Explain the different components of data warehouse. How data cube precomputation is performed? Describe.

Components of Data Warehouse 

A typical data warehouse has four main components: a central database, ETL (extract, transform, and load) tools, metadata, and access tools. All of these components are engineered for speed so that we can get results quickly and analyze data on the fly.




                                              Figure: Components of data warehouse

The figure shows the essential elements of a typical warehouse. We see the ETL shown on the left. The Data staging element serves as the next building block. In the middle, we see the Data Storage component that handles the data warehouses data. This element not only stores and manages the data; it also keeps track of data using the metadata repository. The Information Delivery component is shown on the right consists of all the different ways of making the information from the data warehouses available to the users. The major four components of Datawarehouse are listed below:

1. Central database

A database serves as the foundation of your data warehouse. Traditionally, these have been standard relational databases running on-premise or in the cloud. But because of Big Data, the mitu need for true, real-time performance, and a drastic reduction in the cost of RAM, in-memory e databases are rapidly gaining in popularity.

2. Data integration

Data is pulled from source systems and modified to align the information for rapid analytical consumption using a variety of data integration approaches such as ETL (extract, transform, load) and ELT as well as real-time data replication, bulk-load processing, data transformation, and data quality and enrichment services. 

3. Metadata

Metadata is data about your data. It specifies the source, usage, values, and other features of the datasets in your data warehouse. There are business metadata, which adds context to your data, and technical metadata, which describes how to access data - including where it resides and how it is structured.

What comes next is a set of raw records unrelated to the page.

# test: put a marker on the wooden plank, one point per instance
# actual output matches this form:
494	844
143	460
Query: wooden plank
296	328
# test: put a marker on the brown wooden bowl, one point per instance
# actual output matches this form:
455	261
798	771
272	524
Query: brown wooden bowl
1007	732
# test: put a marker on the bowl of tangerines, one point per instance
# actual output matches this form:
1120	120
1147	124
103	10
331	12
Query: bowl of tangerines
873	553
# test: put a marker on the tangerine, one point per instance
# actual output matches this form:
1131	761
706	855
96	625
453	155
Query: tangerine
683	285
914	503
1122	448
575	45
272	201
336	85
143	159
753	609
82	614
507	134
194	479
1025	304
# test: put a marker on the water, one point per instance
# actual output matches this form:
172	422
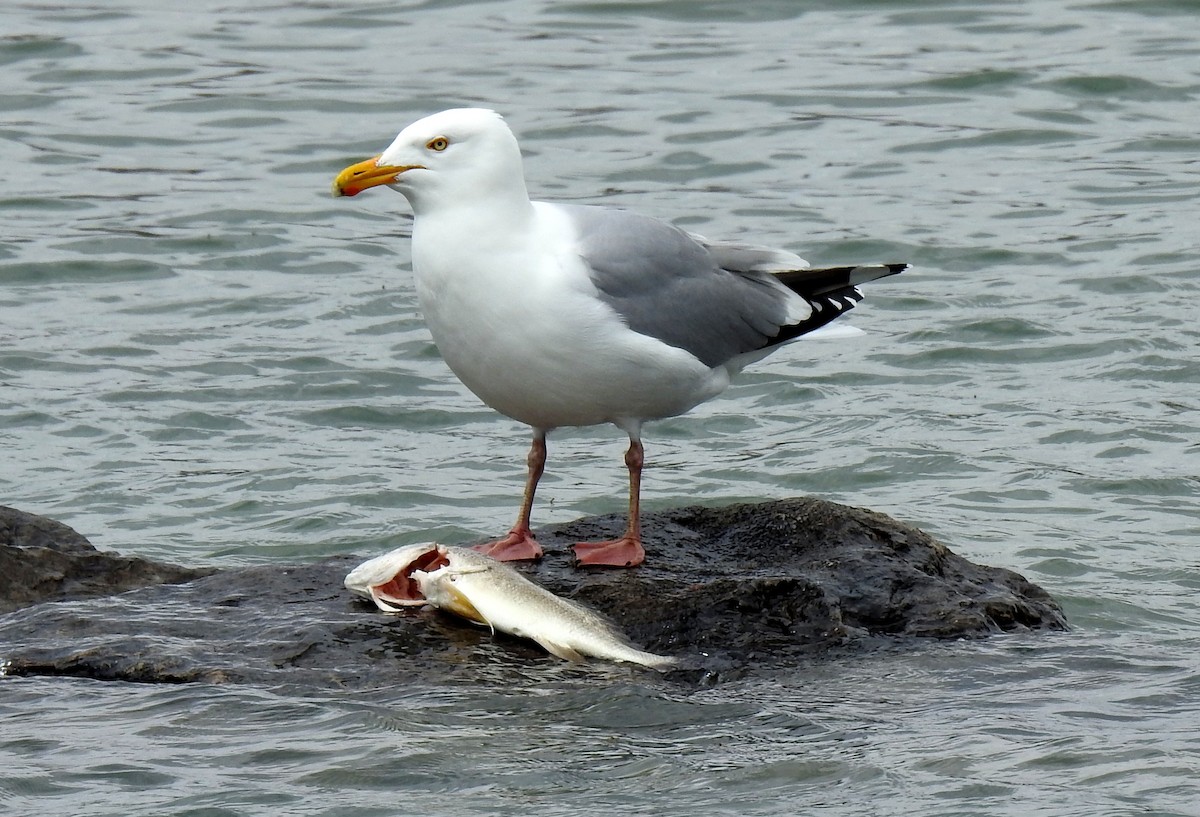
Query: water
205	359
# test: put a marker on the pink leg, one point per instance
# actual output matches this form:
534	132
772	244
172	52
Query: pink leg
627	551
520	542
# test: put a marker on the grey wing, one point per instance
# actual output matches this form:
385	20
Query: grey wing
741	257
666	284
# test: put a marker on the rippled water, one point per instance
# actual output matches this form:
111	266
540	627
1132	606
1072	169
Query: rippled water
203	358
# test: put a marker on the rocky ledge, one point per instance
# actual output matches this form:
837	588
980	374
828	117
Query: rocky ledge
744	588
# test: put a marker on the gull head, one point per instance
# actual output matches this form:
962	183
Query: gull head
455	156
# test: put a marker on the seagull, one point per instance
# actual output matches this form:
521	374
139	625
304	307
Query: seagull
563	314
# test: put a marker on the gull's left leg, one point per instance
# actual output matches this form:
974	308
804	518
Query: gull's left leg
627	551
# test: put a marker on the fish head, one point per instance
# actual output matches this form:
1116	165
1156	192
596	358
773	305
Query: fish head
442	587
388	580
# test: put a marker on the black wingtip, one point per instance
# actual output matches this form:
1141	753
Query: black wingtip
826	280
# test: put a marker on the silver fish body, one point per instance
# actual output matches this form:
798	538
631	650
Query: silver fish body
495	595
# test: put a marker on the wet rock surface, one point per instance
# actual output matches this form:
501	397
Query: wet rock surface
45	560
736	589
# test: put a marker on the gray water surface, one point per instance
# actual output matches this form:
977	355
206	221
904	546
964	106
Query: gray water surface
205	359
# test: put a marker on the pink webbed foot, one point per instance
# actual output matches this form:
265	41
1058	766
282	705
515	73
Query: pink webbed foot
624	552
517	546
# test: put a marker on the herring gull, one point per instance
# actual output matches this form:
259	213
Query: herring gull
559	314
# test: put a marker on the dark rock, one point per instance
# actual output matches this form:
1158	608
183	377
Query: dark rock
46	560
744	588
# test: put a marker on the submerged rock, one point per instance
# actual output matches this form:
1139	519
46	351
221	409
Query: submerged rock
46	560
735	589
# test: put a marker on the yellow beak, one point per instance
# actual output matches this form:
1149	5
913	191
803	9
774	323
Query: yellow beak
357	178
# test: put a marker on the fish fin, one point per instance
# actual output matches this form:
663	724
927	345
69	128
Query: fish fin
561	649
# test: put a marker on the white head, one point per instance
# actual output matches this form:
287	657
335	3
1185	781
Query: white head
462	155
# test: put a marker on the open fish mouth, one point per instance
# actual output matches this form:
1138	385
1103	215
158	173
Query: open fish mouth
388	580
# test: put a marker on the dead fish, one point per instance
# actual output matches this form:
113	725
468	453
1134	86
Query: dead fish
490	593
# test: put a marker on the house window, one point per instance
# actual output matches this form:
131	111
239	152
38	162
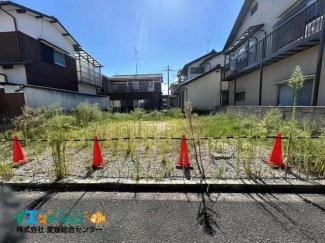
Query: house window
115	103
310	2
145	103
254	9
240	96
47	54
304	96
197	70
51	56
151	86
59	58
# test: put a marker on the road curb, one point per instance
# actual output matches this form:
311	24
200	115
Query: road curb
230	186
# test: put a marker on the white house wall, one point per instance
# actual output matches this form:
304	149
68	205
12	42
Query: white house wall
87	89
38	98
17	75
267	13
204	93
36	28
6	21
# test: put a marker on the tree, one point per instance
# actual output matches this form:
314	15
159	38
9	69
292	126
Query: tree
296	82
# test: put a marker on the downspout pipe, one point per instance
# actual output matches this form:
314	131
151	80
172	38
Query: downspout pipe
16	30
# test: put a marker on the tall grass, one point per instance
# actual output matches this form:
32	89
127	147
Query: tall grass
307	156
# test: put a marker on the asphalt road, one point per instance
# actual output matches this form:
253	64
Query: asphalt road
172	217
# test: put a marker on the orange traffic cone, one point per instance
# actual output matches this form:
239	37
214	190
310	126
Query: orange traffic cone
97	156
276	159
184	161
18	155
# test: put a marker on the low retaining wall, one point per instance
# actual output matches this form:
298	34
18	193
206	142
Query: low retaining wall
310	113
37	97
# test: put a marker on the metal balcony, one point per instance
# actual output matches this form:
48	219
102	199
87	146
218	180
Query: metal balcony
298	33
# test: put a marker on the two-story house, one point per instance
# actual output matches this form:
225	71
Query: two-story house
268	40
128	92
200	82
41	63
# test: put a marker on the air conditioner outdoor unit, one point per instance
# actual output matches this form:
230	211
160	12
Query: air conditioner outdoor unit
314	27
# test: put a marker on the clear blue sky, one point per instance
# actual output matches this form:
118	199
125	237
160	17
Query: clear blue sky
165	32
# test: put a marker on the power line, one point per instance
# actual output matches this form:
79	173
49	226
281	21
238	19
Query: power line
208	44
136	59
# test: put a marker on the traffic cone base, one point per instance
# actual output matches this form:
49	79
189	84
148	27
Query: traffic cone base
179	167
184	161
275	159
97	155
18	155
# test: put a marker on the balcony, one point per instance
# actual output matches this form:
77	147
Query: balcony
298	33
88	69
130	88
3	78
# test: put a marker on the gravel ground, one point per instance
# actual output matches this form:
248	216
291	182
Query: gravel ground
155	159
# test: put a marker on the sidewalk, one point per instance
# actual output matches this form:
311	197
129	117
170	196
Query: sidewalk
125	185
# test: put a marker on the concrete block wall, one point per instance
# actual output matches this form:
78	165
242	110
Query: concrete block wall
310	113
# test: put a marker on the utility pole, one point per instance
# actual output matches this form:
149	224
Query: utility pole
168	70
208	44
136	60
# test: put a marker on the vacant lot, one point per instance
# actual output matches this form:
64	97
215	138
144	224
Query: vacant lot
145	148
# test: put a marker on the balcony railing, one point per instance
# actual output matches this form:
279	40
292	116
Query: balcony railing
3	78
88	74
303	26
130	88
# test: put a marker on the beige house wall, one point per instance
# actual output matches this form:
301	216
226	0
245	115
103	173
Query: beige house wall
204	93
280	71
267	13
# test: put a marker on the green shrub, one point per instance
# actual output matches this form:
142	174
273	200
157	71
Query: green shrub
6	172
175	113
272	121
138	113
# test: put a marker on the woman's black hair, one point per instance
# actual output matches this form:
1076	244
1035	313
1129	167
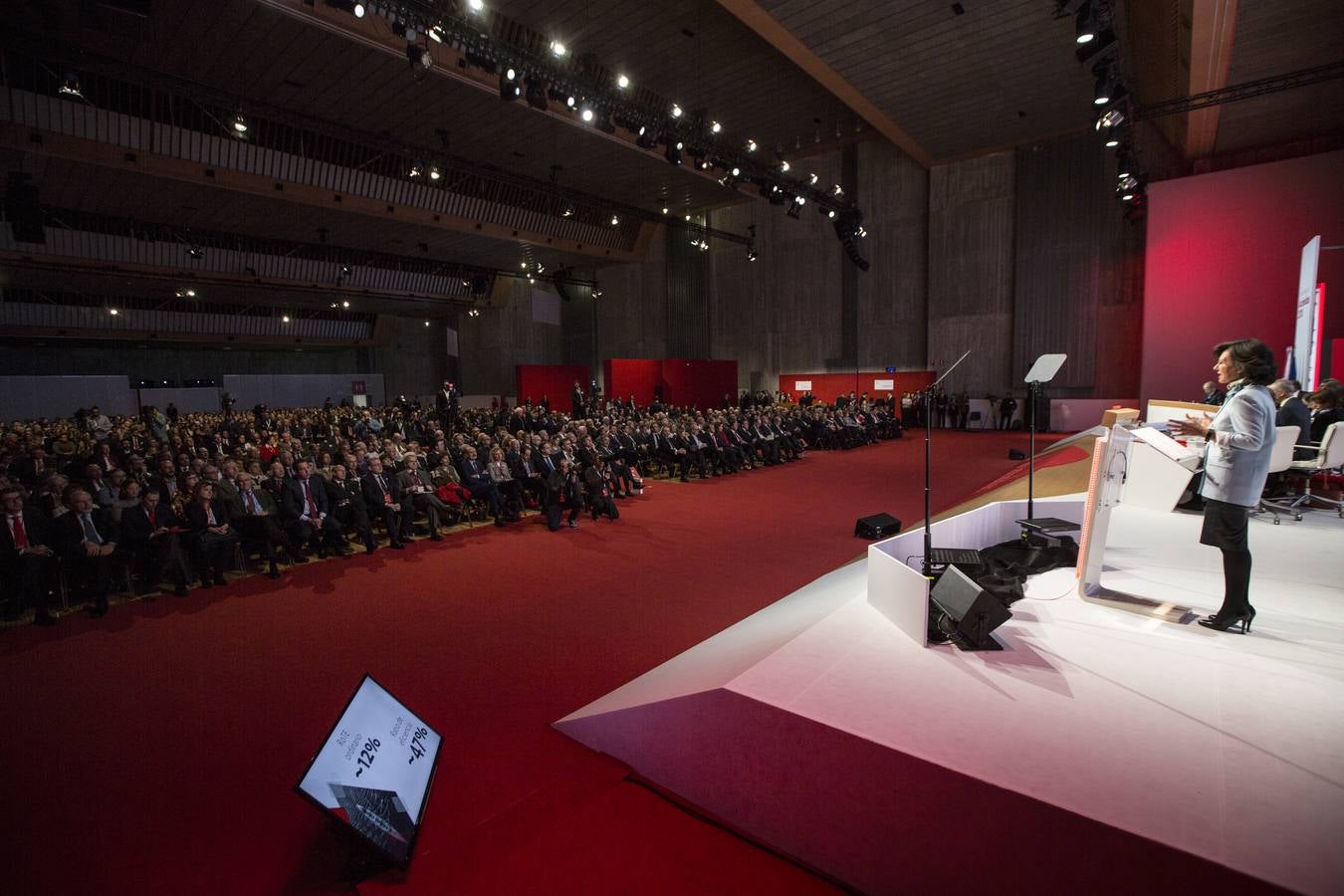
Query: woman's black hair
1252	356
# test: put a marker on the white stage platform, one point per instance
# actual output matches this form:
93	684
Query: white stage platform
820	729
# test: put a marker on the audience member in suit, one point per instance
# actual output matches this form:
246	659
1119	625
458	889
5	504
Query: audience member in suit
383	500
597	483
561	491
88	541
1327	406
1292	411
346	501
24	558
308	515
150	545
1236	454
418	489
257	519
477	481
212	538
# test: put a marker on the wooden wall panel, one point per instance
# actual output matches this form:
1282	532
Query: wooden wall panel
894	195
971	280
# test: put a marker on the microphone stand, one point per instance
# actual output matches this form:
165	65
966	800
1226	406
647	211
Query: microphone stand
928	410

4. Data warehouse access tools

Access tools allow users to interact with the data in your data warehouse. Examples of access tools include query and reporting tools, application development tools, data mining tools, and OLAP tools.

 Data cube precomputation is performed in the following ways:-

There are three choices for data cube materialization given a base cuboid:

1. No materialization: Do not pre-compute any of the cuboids. This leads to computing expensive multidimensional aggregates on the fly, which can be extremely slow.

2. Full materialization: Pre-compute all of the cuboids. The resulting lattice of computed cuboids is referred to as the full cube. This choice typically requires huge amounts of memory space in order to store all of the pre-computed cuboids.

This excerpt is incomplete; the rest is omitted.